Once again, the real answer remains unspoken by those in charge: corrupt Olympic committee officials need to collect their loot, as do the corporate sponsors and TV networks.
So the opening ceremony will be a person at one end of the stadium with a flag and a person at the other end with a torch while a video is projected onto the floor?
Good.
Any estimates on how much Japan stands to lose from this debacle?
Less than Greece did…
Fixed that quote for him.
Fixed it for you.
The Olympics should be cancelled, due to the pandemic, but all the crap they pulled in the last couple decades just makes me not want to watch or care.
Crap. Thanks!
It isn’t too late for them to take up my idea of a Twitch Olympics. Everyone stays home and does their events separately; streaming themselves.
What, and miss out on the international display of competitive sports medicine?
No, the opening ceremony will be held for the sake of the “VIPs,” sponsors and other hangers-on (apparently there are about 10,000 in all)
The opening ceremony is already an omnishambles.
And that was after the original ceremonies committee members were sacked last year and their plans abandoned. Yes, there would have been a shoutout to Akira.
I assume that there was some amount of face-saving/technically-delivering-on-stupid-promises involved as well.

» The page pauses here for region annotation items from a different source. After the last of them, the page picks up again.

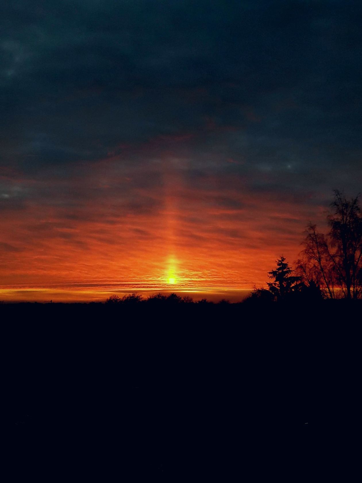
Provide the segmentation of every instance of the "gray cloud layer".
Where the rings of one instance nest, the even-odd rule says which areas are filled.
[[[231,179],[296,201],[361,189],[360,2],[18,0],[2,10],[0,204],[54,202],[52,180],[110,157],[155,189],[165,167],[154,160],[176,159],[188,186],[207,189],[212,175],[213,189],[216,177],[231,207]],[[22,184],[44,179],[47,192]]]

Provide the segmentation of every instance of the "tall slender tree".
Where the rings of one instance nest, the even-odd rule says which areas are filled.
[[[294,270],[289,267],[282,255],[276,263],[277,268],[268,272],[269,278],[274,280],[269,282],[268,286],[277,300],[283,300],[297,289],[301,279],[300,276],[292,275]]]
[[[362,213],[359,197],[348,199],[334,192],[326,236],[312,223],[307,227],[299,274],[318,285],[327,298],[362,298]]]

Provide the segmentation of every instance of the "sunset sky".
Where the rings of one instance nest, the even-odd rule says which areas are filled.
[[[361,2],[0,9],[0,300],[239,300],[362,190]]]

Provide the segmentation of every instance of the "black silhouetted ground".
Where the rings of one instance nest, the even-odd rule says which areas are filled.
[[[293,480],[353,426],[359,308],[4,304],[14,471]]]

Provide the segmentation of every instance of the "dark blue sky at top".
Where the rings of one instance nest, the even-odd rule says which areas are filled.
[[[165,152],[188,160],[192,187],[216,176],[231,205],[230,174],[256,197],[356,194],[362,14],[348,0],[3,2],[0,203],[51,203],[55,180],[110,157],[156,187]],[[37,180],[46,189],[21,189]]]

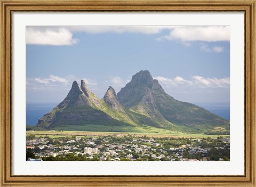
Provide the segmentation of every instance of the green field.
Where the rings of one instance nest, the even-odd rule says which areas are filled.
[[[202,134],[189,134],[182,133],[178,132],[172,132],[165,129],[157,129],[158,132],[154,132],[154,129],[151,129],[151,132],[89,132],[89,131],[27,131],[27,134],[35,134],[37,135],[47,135],[49,137],[66,136],[104,136],[104,135],[133,135],[135,136],[147,135],[149,137],[184,137],[191,138],[203,138],[207,137],[218,137],[218,136],[229,136],[229,135],[206,135]]]

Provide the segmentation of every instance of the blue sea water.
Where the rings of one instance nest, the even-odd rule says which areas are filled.
[[[27,103],[27,125],[36,125],[38,119],[51,111],[59,103]]]
[[[27,125],[36,125],[38,119],[50,112],[59,103],[28,103],[26,106]],[[229,103],[194,103],[193,104],[229,120]]]
[[[230,109],[229,103],[194,103],[198,107],[220,116],[226,119],[230,119]]]

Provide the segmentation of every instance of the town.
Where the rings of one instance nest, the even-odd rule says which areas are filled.
[[[228,161],[228,136],[27,135],[28,161]]]

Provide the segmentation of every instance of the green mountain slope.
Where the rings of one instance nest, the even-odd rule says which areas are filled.
[[[152,127],[204,133],[216,127],[228,131],[229,122],[194,104],[175,100],[146,70],[133,76],[117,95],[110,86],[102,99],[90,91],[84,80],[81,85],[74,82],[66,97],[40,118],[36,126],[113,132],[138,132]]]
[[[216,126],[229,129],[228,120],[167,94],[147,70],[133,76],[131,82],[117,94],[117,97],[124,106],[155,119],[163,124],[164,128],[187,132],[212,129]]]

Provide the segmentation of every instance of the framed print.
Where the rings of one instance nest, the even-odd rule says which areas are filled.
[[[255,186],[255,1],[1,3],[1,186]]]

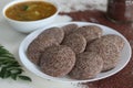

On the IOC and friends side purely mercenary motives are a plausible explanation; but it’s harder to comprehend the voluntary cooperation of the necessary people on the host nation side without either positing regulatory capture on a pretty dramatic scale(especially in a case like this, where you don’t just need to play a municipal government enough to get them to sign up to do something stupid and expensive; you need to keep everyone with the authority to partially or wholly spoil the party on emergency grounds from stepping in); or attributing some of their enthusiasm to a desire to notch up a prestige spectacle for themselves rather than see it go to someone else.
The prestige incentive seems especially plausible given trends in IOC bids from relatively democratic and more or less authoritarian countries: it appears that playing host is generally recognized as a suckers game, enough so that whatever direct corruption is available is often inadequate to ram a bid through if popular approval is required; but people who don’t really need to worry about popular approval still seem to think that whatever they gain by throwing money into the pit is worth it.
I’ve got no problems with an Akira opener.
Unfortunately you probably won’t get one.